A democracia em Cuba | Juventude Comunista Avançando

quarta-feira, 6 de fevereiro de 2013

A democracia em Cuba



Os interesses antagônicos entre as classes não podem ser dissolvidos pela vontade da maioria, ainda que essa vontade fosse demonstrada materialmente através de voto. A realização dos interesses de uma classe implica na negação da classe oposta, num processo luta ininterrupta. Dada a impossibilidade de conciliação entre esses interesses, a acumulação de riqueza que mantém a burguesia implica na expropriação da classe trabalhadora, gerando muita miséria.

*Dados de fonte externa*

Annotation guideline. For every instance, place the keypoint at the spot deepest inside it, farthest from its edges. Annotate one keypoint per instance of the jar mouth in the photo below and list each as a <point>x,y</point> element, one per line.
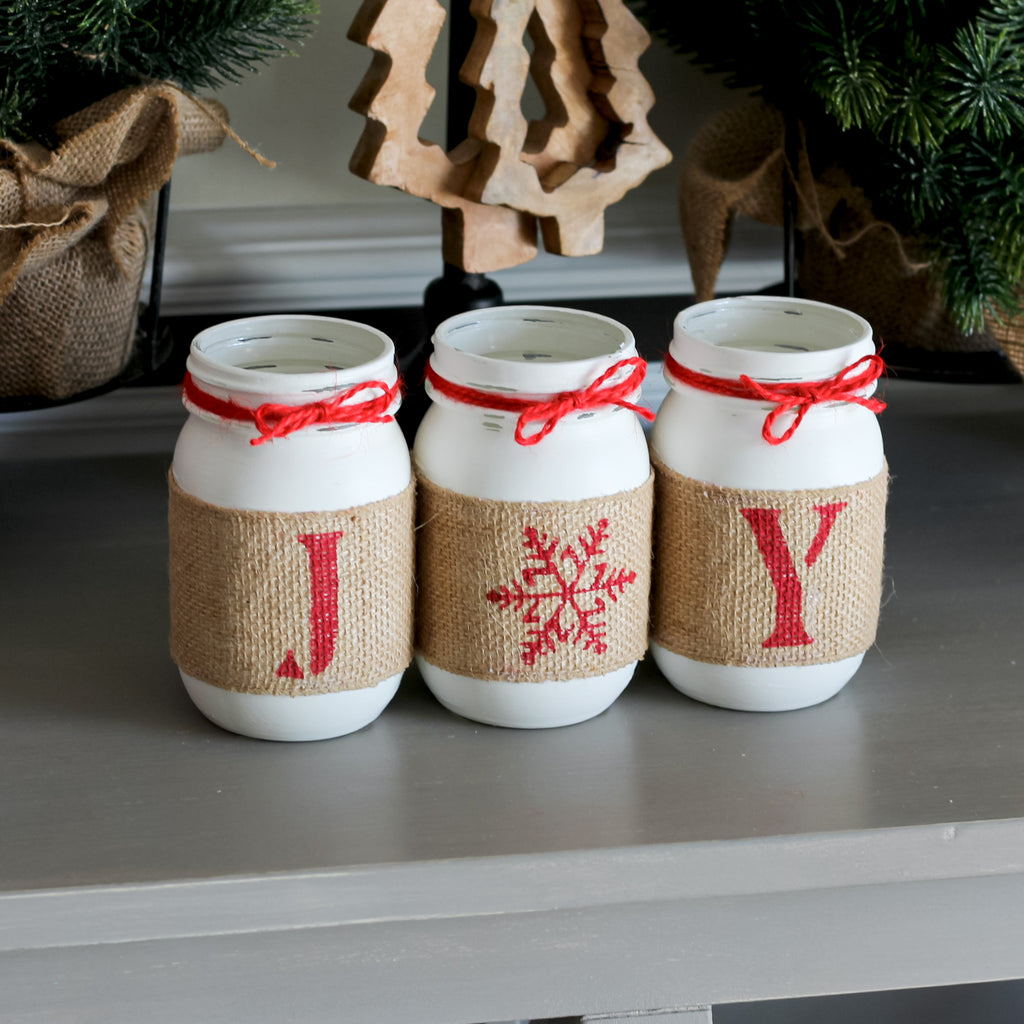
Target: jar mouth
<point>537,349</point>
<point>291,354</point>
<point>769,338</point>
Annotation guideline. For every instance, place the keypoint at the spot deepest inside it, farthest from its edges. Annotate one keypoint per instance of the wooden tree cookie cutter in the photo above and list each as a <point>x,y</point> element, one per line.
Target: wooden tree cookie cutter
<point>592,145</point>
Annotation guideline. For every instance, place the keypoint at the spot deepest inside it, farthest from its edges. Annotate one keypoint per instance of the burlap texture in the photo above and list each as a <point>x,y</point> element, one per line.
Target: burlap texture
<point>75,225</point>
<point>242,595</point>
<point>714,599</point>
<point>1010,335</point>
<point>736,165</point>
<point>499,601</point>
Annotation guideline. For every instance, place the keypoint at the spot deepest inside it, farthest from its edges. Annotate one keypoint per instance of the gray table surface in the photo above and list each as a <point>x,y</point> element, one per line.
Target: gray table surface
<point>663,855</point>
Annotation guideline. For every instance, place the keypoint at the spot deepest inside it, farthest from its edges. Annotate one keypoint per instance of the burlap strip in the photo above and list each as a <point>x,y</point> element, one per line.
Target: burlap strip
<point>252,595</point>
<point>732,580</point>
<point>532,591</point>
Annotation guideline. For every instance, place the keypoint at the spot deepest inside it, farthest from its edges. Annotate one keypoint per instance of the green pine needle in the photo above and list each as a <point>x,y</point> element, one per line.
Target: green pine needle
<point>921,101</point>
<point>57,58</point>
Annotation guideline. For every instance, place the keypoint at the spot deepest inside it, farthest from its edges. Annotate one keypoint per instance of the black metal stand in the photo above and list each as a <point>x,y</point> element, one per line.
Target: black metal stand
<point>456,291</point>
<point>790,237</point>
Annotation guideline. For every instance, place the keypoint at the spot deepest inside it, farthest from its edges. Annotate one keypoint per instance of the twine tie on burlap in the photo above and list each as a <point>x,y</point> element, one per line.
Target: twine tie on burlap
<point>548,413</point>
<point>274,420</point>
<point>790,396</point>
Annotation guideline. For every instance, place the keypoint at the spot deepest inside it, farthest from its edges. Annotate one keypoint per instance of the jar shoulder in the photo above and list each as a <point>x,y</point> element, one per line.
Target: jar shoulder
<point>473,454</point>
<point>719,440</point>
<point>308,471</point>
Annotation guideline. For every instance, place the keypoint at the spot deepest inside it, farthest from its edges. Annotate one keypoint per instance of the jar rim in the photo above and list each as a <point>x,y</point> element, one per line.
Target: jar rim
<point>769,338</point>
<point>266,356</point>
<point>529,349</point>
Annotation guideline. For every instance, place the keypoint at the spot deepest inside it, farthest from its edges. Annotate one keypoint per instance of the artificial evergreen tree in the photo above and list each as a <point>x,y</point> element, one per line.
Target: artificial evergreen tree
<point>58,57</point>
<point>921,101</point>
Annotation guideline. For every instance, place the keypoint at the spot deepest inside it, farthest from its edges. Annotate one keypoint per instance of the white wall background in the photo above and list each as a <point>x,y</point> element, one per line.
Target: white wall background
<point>310,235</point>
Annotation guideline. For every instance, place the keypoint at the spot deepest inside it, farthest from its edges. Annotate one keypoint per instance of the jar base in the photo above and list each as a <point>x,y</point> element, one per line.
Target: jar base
<point>316,716</point>
<point>525,706</point>
<point>742,688</point>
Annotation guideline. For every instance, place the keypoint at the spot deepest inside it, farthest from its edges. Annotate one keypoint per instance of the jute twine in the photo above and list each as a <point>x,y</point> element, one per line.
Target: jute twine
<point>736,164</point>
<point>532,591</point>
<point>75,225</point>
<point>244,615</point>
<point>714,599</point>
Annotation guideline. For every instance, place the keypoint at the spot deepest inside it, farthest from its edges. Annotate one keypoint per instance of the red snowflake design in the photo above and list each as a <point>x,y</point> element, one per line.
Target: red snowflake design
<point>563,593</point>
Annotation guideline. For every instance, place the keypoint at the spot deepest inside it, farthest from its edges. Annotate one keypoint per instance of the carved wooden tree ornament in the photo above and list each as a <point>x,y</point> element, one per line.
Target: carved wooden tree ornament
<point>591,146</point>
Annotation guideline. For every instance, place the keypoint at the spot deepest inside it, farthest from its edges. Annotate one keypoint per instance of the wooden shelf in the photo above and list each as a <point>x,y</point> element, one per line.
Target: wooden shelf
<point>664,855</point>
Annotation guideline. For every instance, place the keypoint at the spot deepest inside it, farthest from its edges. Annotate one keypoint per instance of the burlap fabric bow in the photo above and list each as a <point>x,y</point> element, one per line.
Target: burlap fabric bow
<point>75,225</point>
<point>736,164</point>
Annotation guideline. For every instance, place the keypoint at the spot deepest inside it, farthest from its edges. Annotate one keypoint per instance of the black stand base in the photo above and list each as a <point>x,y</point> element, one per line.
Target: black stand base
<point>455,292</point>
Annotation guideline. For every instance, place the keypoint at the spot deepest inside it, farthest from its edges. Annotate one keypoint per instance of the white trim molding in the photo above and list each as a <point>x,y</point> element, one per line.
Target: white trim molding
<point>385,254</point>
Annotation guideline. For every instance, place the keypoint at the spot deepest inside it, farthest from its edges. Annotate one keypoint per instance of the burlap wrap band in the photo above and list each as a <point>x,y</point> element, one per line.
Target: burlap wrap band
<point>532,591</point>
<point>291,603</point>
<point>75,227</point>
<point>767,578</point>
<point>736,164</point>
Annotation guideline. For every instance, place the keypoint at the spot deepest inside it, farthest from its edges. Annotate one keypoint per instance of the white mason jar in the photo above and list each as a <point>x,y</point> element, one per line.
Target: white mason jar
<point>291,527</point>
<point>535,502</point>
<point>770,498</point>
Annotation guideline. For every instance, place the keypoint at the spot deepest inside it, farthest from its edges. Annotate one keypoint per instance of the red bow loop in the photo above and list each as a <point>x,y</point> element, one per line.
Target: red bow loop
<point>550,412</point>
<point>788,397</point>
<point>594,395</point>
<point>278,420</point>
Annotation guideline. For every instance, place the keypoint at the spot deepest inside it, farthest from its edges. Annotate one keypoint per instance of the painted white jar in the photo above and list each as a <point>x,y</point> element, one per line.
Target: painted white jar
<point>291,527</point>
<point>771,488</point>
<point>535,503</point>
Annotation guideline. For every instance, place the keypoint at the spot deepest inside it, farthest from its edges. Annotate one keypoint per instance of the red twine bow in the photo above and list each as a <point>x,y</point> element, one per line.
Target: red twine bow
<point>273,420</point>
<point>843,387</point>
<point>549,412</point>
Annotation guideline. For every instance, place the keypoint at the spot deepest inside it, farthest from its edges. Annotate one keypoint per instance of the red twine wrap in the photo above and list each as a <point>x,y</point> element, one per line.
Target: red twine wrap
<point>843,387</point>
<point>549,412</point>
<point>273,420</point>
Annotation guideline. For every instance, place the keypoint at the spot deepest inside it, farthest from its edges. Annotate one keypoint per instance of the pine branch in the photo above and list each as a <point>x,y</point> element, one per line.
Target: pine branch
<point>984,77</point>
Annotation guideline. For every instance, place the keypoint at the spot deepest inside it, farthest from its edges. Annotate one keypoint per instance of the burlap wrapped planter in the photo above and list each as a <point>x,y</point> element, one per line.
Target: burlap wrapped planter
<point>736,164</point>
<point>76,235</point>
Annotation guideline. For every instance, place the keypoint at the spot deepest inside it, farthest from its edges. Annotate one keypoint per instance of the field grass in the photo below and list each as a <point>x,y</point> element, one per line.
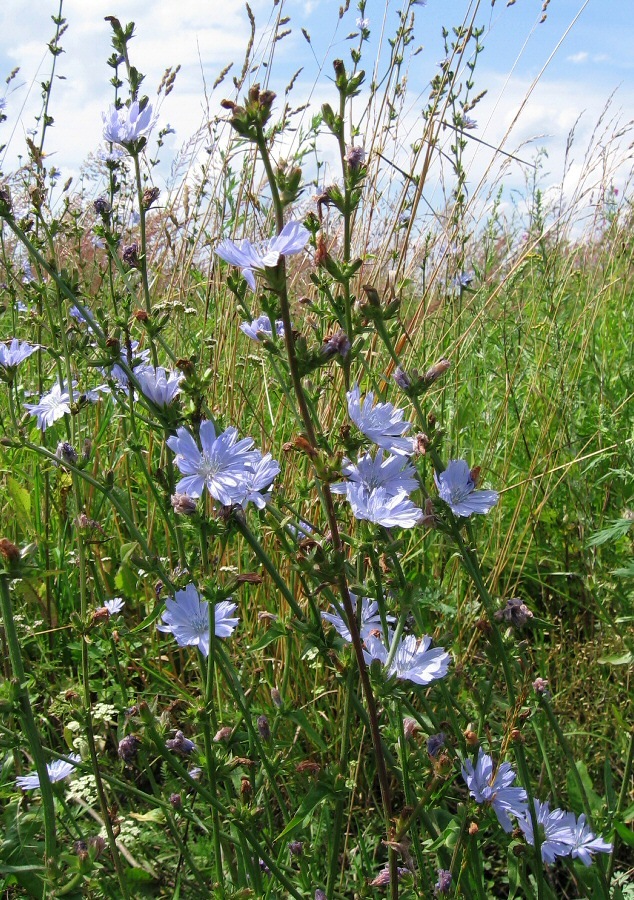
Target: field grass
<point>310,772</point>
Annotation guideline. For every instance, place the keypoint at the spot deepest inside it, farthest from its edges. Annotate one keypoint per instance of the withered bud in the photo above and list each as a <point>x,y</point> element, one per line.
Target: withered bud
<point>150,196</point>
<point>437,370</point>
<point>420,443</point>
<point>102,207</point>
<point>129,747</point>
<point>410,726</point>
<point>263,729</point>
<point>337,343</point>
<point>10,552</point>
<point>245,788</point>
<point>515,613</point>
<point>130,255</point>
<point>276,697</point>
<point>66,452</point>
<point>183,505</point>
<point>355,157</point>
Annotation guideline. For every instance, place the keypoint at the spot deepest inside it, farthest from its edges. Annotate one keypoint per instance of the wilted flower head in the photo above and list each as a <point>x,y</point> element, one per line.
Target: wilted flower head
<point>557,828</point>
<point>158,385</point>
<point>226,466</point>
<point>127,125</point>
<point>381,422</point>
<point>412,661</point>
<point>261,327</point>
<point>265,254</point>
<point>370,618</point>
<point>485,787</point>
<point>380,508</point>
<point>456,487</point>
<point>57,771</point>
<point>187,618</point>
<point>51,406</point>
<point>15,353</point>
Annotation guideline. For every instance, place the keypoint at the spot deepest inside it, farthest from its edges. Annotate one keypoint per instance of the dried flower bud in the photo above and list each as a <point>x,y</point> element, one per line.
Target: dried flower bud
<point>183,505</point>
<point>180,744</point>
<point>263,728</point>
<point>437,370</point>
<point>435,743</point>
<point>150,196</point>
<point>66,452</point>
<point>130,255</point>
<point>276,697</point>
<point>102,207</point>
<point>410,726</point>
<point>129,747</point>
<point>515,613</point>
<point>355,157</point>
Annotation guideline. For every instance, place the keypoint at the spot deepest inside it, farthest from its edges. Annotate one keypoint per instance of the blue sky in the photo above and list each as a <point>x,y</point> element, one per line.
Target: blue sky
<point>203,36</point>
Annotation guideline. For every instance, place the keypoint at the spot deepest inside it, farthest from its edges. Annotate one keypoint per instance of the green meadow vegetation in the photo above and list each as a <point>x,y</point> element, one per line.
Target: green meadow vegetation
<point>423,431</point>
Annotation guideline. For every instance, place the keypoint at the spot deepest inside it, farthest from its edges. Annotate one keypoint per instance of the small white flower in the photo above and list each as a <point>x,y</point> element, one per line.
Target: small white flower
<point>57,771</point>
<point>381,422</point>
<point>52,406</point>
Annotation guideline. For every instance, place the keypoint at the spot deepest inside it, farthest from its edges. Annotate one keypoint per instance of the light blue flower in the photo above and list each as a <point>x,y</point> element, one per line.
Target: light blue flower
<point>381,422</point>
<point>159,386</point>
<point>252,257</point>
<point>380,508</point>
<point>12,355</point>
<point>57,771</point>
<point>557,831</point>
<point>412,661</point>
<point>261,327</point>
<point>221,466</point>
<point>497,790</point>
<point>585,843</point>
<point>186,617</point>
<point>370,618</point>
<point>51,406</point>
<point>127,125</point>
<point>394,474</point>
<point>457,488</point>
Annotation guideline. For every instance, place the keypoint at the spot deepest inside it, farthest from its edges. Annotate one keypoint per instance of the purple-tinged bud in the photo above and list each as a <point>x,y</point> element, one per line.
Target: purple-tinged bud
<point>515,613</point>
<point>150,196</point>
<point>402,379</point>
<point>183,505</point>
<point>276,697</point>
<point>438,369</point>
<point>410,726</point>
<point>129,747</point>
<point>264,729</point>
<point>355,157</point>
<point>435,743</point>
<point>443,885</point>
<point>180,744</point>
<point>130,255</point>
<point>102,207</point>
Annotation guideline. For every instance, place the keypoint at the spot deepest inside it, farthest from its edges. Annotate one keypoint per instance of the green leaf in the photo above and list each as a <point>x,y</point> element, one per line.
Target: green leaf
<point>311,801</point>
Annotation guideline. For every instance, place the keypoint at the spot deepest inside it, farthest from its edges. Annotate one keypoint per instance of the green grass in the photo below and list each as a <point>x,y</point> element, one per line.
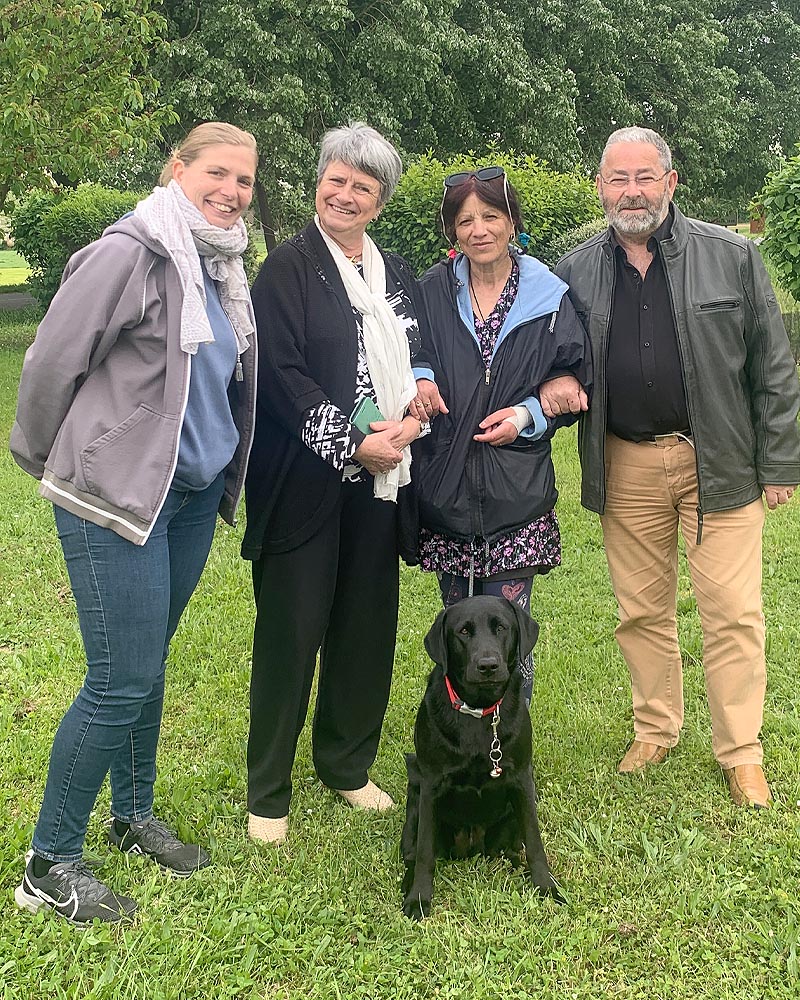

Até esse momento da história da humanidade a sociedade tem sido dirigida por classes que são minorias em relação aos trabalhadores produtores de riqueza. A desorganização da massiva classe trabalhadora é condição à dominação da diminuta burguesia, e pode ser tanto prática (com o combate à luta sindical e popular, aos partidos e organizações revolucionários) como ideológica. É necessário para a classe dominante que parte da classe oprimida legitime a sociedade, para isso as estruturas de dominação sociais, melhor representadas pelo Estado, moldam-se de maneira à apresentar-se como se fossem reguladoras do conflito de classes, portanto acima de tais conflitos. Enquanto houver classes haverá Estado: o Estado de uma classe, ainda que este possa assumir feições democráticas onde a classe oprimida tenha certa representação limitada.

A construção do socialismo implica na superação da estrutura de dominação burguesa e do Estado burguês, na criação de outros instrumentos de organização da sociedade e defesa do processo revolucionário. O povo cubano enfrenta esse desafio a mais de 50 anos sob adversidades titânicas.

Desde os princípios da revolução os EUA impõem uma política de guerra contra Cuba, através de atentados, tentativa de invasão militar e do bloqueio econômico que dificulta esse país de manter relações econômicas com o resto do mundo.

A grande mídia e os inimigos do socialismo qualificam Cuba como uma "ditadura castrista" dizendo que lá há um só partido e porque Fidel foi presidente por muitos anos, propagandeando a mentira de que em Cuba não há eleições. No entanto, pouco se fala do processo eleitoral cubano, em que Fidel foi eleito todas as vezes em que foi presidente. É importante ressaltar que nesse processo o Partido Comunista Cubano, não cumpre um papel eleitoral, como os partidos brasileiros, ele não tem candidatos e não faz campanha, sua principal função é e organização do povo cubano.

Para se eleger o presidente cubano, é necessário que o individuo seja indicado, por meio de uma determinada assembleia de bairro, como candidato para a Assembleia Municipal do Poder popular. Os 15.200 delegados das Assembleias Municipais do Poder Popular se constituem nas peças chave do sistema democrático cubano. Foram escolhidos, por votação universal, dentre 37.000 candidatos indicados por seus vizinhos, para representar os governos locais durante dois anos e meio. Qualquer cidadão, em pleno gozo de direitos políticos, pode ser candidato. Consequentemente os vereadores das Assembleias Estaduais do Poder Popular e da Assembleia Nacional são aspirantes indicados pelos vereadores das Assembleias Municipais. De modo que o presidente cubano é eleito através do voto direto e secreto dos deputados da Assembleia Nacional, que, cabe destacar, é composta por 43.37% de mulheres. Isto implica em que o Chefe do governo cubano tenha que se submeter a dois processos eleitorais. Primeiro tem de ser eleito como deputado pela população através do voto livre, direto e secreto e depois pelos deputados através do mesmo mecanismo.

Apesar das dificuldades, que se acentuaram com o final da URSS, a revolução cubana se constrói através do poder popular, que começou com o próprio combate que levou o povo ao poder e permitiu transformações profundas como a erradicação do analfabetismo, reforma agrária, estatização de empresas estrangeiras e a planificação da economia que permitiu um reordenamento da sociedade buscando voltar a riqueza socialmente produzida ao atendimento das necessidades da classe trabalhadora.

Esse processo não seria possível sem a construção efetiva do poder popular, sem instrumentos que fortalecessem a classe trabalhadora e seu protagonismo na tomada de decisão, sem que houvesse um contingente cada vez maior de trabalhadores assumindo os espaços de direção da sociedade, dentro e fora do Estado, porque a revolução só pode ser construída pela maioria e não poderia ser mantida se não fosse um projeto constituído pela maioria.